Она плакала. Соль казалась такой вкусной, ведь он, в конце концов поцеловал ее.

– Как анчоусы, – произнесла она.

– Анчоусы? Ты сказала анчоусы?

– Да. Соленые, как анчоусы. Соленые поцелуи. Он крепче обхватил ее, ликующе хохоча.

– Мы никогда не соскучимся! Анчоусы!

Кружа Мону в тесной комнате, Ник направился к софе, раздел ее и себя и, устроившись на мягком ложе, натянул на них вязаное покрывало.

Некоторое время спустя он спросил: Я первый, Мона? Ты что, смеешься?

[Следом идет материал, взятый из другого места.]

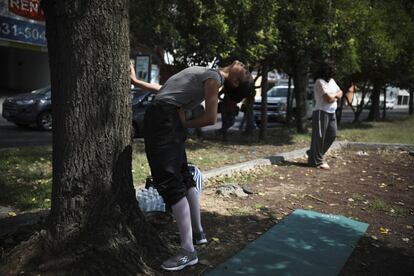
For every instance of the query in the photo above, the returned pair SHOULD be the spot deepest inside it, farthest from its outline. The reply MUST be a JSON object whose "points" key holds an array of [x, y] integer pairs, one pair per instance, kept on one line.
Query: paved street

Он был первым относительно некоторых вещей, которые она проделала с ним впервые, но, естественно, не первым ее любовником. Хотя, назвать парней, которых она знала в Нью-Йорке, «любовниками», было бы шуткой, как, например, молотую печенку сравнить с французским паштетом. Она не девственница, но под его чутким руководством скоро станет сексуальной бомбочкой.

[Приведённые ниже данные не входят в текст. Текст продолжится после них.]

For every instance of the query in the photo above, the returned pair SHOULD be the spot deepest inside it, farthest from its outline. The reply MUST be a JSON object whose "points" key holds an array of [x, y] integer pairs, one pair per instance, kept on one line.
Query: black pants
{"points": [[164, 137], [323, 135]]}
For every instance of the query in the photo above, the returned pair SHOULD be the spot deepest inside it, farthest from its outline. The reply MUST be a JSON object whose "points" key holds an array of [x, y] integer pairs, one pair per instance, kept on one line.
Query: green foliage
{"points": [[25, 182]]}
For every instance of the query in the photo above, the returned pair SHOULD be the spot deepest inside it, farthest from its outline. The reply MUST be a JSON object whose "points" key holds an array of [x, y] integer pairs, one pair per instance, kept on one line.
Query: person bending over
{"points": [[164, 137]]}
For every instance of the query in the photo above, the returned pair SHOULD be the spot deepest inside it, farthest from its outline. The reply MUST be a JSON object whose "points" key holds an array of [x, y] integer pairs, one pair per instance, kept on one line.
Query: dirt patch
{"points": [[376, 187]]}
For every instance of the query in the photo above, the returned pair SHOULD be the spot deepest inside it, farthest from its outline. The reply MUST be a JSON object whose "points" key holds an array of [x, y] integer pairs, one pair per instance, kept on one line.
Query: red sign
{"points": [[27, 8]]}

Он сдернул покрывало и стал перед ней на колени, обводя руками контуры ее обнаженного тела.

– Ты не толстая. Чтобы я никогда не слышал слово «толстая» Ты соблазнительная. Великолепная. Именно так должна выглядеть женщина. Не гладильная доска.

Как Твигги?

Твигги? – он недовольно фыркнул. – Патология. Не за что зацепиться. Не к чему прижаться мужчине, когда он занимается любовью с девушкой, которую обожает, – он упал на нее с радостным криком. – Ты не принадлежишь этим проклятым мини-юбкам и виниловым ботинкам. Такая грудь. Такие бедра. Моя дорогая, ты принадлежишь гарему султана. Шифон. Бархат. Шелковые подушки. Ароматизированные ванны.

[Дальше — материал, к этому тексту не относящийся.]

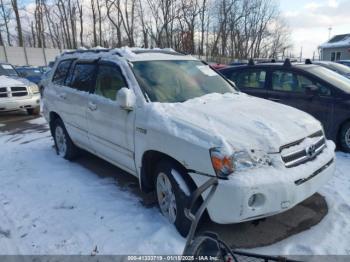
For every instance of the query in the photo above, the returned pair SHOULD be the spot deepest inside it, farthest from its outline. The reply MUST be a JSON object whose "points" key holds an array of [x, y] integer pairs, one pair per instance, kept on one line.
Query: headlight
{"points": [[34, 89], [224, 163]]}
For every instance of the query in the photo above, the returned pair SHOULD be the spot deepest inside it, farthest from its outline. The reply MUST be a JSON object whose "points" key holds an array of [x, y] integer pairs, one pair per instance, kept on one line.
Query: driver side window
{"points": [[109, 81]]}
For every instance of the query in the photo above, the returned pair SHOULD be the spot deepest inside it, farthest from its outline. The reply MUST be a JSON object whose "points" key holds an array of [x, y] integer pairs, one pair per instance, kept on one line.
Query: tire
{"points": [[176, 196], [33, 111], [344, 137], [63, 143]]}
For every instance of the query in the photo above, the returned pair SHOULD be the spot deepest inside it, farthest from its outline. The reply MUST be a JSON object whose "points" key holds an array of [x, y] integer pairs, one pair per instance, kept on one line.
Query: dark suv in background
{"points": [[311, 88]]}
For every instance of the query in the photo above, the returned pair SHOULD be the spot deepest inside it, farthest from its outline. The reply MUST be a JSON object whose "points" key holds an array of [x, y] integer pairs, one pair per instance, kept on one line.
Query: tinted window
{"points": [[7, 70], [293, 82], [108, 81], [249, 78], [178, 80], [83, 77], [61, 72], [331, 77]]}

Прижимающееся к ней горячее мужское тело внезапно напряглось. Одновременно она поняла причину Без сомнения, голос леди Джорджины Крейн выкрикивал его имя.

Ник? Ник Элбет! Ты здесь?

Ник приоткрыл занавеску, чтобы выглянуть наружу.

Проклятье! Это Джорджина! Подонок!

– Ты хочешь сказать, что привозил сюда и ее? Мужчины дерьмо. Она кинулась за одеждой. Что она скажет? Как, черт подери, ей выбраться отсюда? Через окно? Может, скользнуть в реку и держаться за борт баржи до наступления темноты, как в одном старом вестерне о Диком Западе?

Он обернулся к ней с яростью, напугавшей Мону.

– Я не привозил Джорджину сюда! Это не дом свиданий! Она, наверное, увидела машину.

Вот в чем дело. Взглянув через окно, Мона увидела предательский «Даймлер» рядом с набережной. Не нужно вывешивать другого объявления со словами: «Ник Элбет здесь». Присутствие «Даймлера» говорило само за себя.

Он видел, как Джорджина неуверенно остановилась у перекидного мостика. Здесь было по меньшей мере пятьдесят домиков. Разве могла она подойти к каждой барже? Более того, ее пыл явно угас. Запал, появившийся при виде «Даймлера», испарился. Из своего укрытия Ник наблюдал колебания Джорджины. Она будто хотела крикнуть еще раз, но бросила вокруг себя смущенный взгляд и пошла обратно к машине, где нацарапала записку. Напоследок пробежав глазами по качавшимся на реке домам, Джорджина исчезла в направлении Олд-Черт Стрит.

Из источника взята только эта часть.